Speaking of my people, Mom and Dad are coming for the weekend. They’ll probably beat us home in fact. Phone assurances have been inadequate; they want to see me for themselves. Like Dave, Mom has said, “I wish I could do this in your place,” but she will see that I don’t need a surrogate; I’m great and she needn’t worry.
When my name is called, Dave and I hop from our seats and saunter down the corridor to Dr. Philipson’s office. I give her a hug too, but her eyes do not reflect my jubilation. We sit across from her and I don’t really follow what she is saying about “micro-invasive cells.” I’m still smiling because the significance does not register. My lymph nodes were clear. The cancer is out. What more is there?
Apparently, the pathology on the breast tissue revealed something else. Cells that could send out seedlings. Cells that require preventative action. “The good news is that a drug, Herceptin, has been made available within the last two years that targets these specific cells,” says Dr. Philipson.
Wait. She’s saying it doesn’t end here. She’s talking about chemo. Scarier than cancer. Chemo.
“You did the right thing in having the double mastectomy,” she concludes. “but I know this is not what you expected. I’m so sorry.”
I am slow to process her words. I think about what might have happened if I’d not had that mammogram. What might have happened if I’d not gone for the double. What might have happened if the medical world had not continued to paw through my breast tissue in some lab somewhere even after removal.
I could have died.
But I don’t feel relieved. I’m thinking about chemo. And I’m thinking about Mom and Dad waiting at home for me to come dancing through the back door, maybe minus a drain or two, to be doted on. Again, I must tell them hard news.
We leave the office and I call my parents by cell phone. I tell them about Herceptin – so new, so specific to my case – and remind them that all of the other good stuff still holds true – early stages and clear lymph nodes and margins.
Mom and Dad rush out of the house as our car pulls up. They are somber, but glad to hold me, to see me. To see that I’m the same, minus a few body parts.
For lunch, we sit on the back porch and pick at a platter of tuna chunks, olive tapenade, roasted peppers, artichoke hearts, cheese and Italian bread. The food tastes fresh and tangy, but it’s hard to sit still. I restrain myself through the meal, then say,” I’ve gotta make a few calls.”
I fly upstairs to call Wendy. She had a double mastectomy two years ago and has been a voice of experience and comfort since I was diagnosed. She did not have chemo herself, but says, “Lea, I know many women who are going through treatments now. We still walk together; they go to work, they feel okay. There’s some fatigue, but they’re not sick. They look great. This is a disappointment, but you’re going to be fine and chemo will make sure of that.”

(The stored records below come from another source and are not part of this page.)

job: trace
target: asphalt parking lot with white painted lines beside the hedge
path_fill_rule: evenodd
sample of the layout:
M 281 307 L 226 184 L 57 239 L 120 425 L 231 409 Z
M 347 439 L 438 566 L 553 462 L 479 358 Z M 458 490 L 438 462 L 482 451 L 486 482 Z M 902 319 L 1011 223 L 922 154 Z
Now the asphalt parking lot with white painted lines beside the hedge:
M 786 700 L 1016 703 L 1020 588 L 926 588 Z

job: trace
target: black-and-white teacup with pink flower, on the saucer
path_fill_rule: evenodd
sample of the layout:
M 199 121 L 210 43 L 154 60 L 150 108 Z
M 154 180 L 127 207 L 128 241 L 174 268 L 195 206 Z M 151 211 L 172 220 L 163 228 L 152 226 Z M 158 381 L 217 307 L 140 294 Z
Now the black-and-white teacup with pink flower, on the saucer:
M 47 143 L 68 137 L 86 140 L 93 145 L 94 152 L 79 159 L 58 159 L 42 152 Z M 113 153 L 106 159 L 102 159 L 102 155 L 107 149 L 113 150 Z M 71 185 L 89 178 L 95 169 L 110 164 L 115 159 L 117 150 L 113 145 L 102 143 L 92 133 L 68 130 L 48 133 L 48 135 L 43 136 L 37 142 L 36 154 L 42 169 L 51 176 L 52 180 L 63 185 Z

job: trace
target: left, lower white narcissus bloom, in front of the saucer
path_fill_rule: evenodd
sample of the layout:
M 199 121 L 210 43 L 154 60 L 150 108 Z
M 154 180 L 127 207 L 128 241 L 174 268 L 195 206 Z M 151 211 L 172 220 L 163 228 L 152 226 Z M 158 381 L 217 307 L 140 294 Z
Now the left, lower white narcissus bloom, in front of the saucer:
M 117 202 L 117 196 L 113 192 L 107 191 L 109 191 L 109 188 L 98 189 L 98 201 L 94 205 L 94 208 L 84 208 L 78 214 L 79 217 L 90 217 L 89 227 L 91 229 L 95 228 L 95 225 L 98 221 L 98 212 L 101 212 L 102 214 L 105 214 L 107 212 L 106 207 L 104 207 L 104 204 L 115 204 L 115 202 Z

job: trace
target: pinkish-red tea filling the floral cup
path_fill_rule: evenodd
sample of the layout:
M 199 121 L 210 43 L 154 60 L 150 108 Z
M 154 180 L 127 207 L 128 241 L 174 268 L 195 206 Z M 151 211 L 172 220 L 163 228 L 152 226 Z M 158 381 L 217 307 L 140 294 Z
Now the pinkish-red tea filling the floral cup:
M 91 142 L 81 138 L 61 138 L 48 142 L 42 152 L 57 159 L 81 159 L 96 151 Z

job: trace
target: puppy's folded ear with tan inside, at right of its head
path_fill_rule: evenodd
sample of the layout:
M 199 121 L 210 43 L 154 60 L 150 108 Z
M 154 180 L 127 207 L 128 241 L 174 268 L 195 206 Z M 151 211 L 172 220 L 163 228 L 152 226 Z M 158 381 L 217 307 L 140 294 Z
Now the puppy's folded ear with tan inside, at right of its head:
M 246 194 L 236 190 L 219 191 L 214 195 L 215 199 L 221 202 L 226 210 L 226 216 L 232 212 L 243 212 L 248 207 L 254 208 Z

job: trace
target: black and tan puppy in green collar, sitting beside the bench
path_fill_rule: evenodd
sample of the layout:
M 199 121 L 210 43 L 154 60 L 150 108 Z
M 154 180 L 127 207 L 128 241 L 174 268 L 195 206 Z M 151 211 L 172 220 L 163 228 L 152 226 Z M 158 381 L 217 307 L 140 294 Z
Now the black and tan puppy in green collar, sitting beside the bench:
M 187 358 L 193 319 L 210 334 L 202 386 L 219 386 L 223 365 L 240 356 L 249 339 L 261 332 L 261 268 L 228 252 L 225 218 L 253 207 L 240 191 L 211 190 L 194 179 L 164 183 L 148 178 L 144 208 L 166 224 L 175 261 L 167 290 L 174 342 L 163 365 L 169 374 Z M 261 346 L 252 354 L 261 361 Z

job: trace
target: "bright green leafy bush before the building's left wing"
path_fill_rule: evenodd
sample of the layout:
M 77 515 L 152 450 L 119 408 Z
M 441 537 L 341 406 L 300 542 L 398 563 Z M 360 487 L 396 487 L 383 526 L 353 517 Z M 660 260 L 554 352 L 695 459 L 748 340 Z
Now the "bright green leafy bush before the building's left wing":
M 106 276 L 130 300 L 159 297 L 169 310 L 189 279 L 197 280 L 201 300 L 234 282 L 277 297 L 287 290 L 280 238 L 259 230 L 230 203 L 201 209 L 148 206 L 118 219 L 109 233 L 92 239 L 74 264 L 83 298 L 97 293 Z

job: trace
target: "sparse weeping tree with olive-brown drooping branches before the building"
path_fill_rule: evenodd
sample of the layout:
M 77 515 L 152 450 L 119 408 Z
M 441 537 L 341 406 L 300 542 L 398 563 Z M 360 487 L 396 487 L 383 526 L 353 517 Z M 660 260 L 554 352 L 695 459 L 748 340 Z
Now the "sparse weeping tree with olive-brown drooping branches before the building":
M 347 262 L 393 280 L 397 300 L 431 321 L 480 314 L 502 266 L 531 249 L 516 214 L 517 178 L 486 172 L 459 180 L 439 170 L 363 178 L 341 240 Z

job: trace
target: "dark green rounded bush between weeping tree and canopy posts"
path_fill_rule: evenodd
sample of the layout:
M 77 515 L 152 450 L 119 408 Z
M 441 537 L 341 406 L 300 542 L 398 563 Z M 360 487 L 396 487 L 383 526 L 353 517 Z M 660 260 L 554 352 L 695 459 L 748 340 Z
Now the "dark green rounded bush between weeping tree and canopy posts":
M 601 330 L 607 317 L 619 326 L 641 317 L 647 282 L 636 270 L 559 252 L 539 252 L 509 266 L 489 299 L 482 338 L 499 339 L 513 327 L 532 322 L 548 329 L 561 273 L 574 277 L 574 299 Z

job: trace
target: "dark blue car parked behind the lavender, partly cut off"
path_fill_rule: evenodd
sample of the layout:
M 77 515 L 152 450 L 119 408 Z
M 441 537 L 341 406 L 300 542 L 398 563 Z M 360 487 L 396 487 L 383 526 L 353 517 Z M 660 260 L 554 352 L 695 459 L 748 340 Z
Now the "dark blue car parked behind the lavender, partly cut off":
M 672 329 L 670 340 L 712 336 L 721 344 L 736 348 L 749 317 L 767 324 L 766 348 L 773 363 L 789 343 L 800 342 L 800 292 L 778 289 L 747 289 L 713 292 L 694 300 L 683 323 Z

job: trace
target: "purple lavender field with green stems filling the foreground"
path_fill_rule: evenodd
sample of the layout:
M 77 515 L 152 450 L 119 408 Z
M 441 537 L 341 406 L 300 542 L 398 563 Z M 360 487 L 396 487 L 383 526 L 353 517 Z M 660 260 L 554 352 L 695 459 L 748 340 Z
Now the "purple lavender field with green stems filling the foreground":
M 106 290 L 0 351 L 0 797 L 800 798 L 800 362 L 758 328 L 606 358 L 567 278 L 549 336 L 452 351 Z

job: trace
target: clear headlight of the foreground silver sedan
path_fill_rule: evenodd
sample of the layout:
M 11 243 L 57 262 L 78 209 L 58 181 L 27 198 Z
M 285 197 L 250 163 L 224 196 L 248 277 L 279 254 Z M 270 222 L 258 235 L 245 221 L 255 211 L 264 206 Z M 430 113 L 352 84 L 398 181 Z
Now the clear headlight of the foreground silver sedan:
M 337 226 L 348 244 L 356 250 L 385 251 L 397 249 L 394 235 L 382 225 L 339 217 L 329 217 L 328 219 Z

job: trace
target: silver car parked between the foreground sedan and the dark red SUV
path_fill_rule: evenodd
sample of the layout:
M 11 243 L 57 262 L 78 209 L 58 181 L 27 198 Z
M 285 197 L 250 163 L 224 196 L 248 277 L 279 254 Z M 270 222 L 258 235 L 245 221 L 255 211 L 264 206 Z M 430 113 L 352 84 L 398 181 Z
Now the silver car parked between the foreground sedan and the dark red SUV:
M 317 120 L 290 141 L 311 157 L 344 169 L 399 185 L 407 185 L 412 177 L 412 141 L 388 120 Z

Okay. Good. Thanks. Breathe. Breathe.
I call Joanne.
Joanne had a double mastectomy thirteen years ago. She did have chemo. And she has a spirit that barrels through that phone line to hug me and lift me up.
“You want this, Lea. Believe me. You don’t want little cells floating around making trouble. Chemo’s so different now. You won’t throw up. I know you won’t. You’ll be tired maybe, and then you’ll be through this and you’ll be fine. You want this.”
I want this. Well, not exactly, but Wendy and Joanne have said the right things and I can breathe again. I am fortified. And I can go back to the porch and tell Dave and my parents what my two friends said and I can say it with cheer and confidence. And they will believe me as I believe Wendy and Joanne.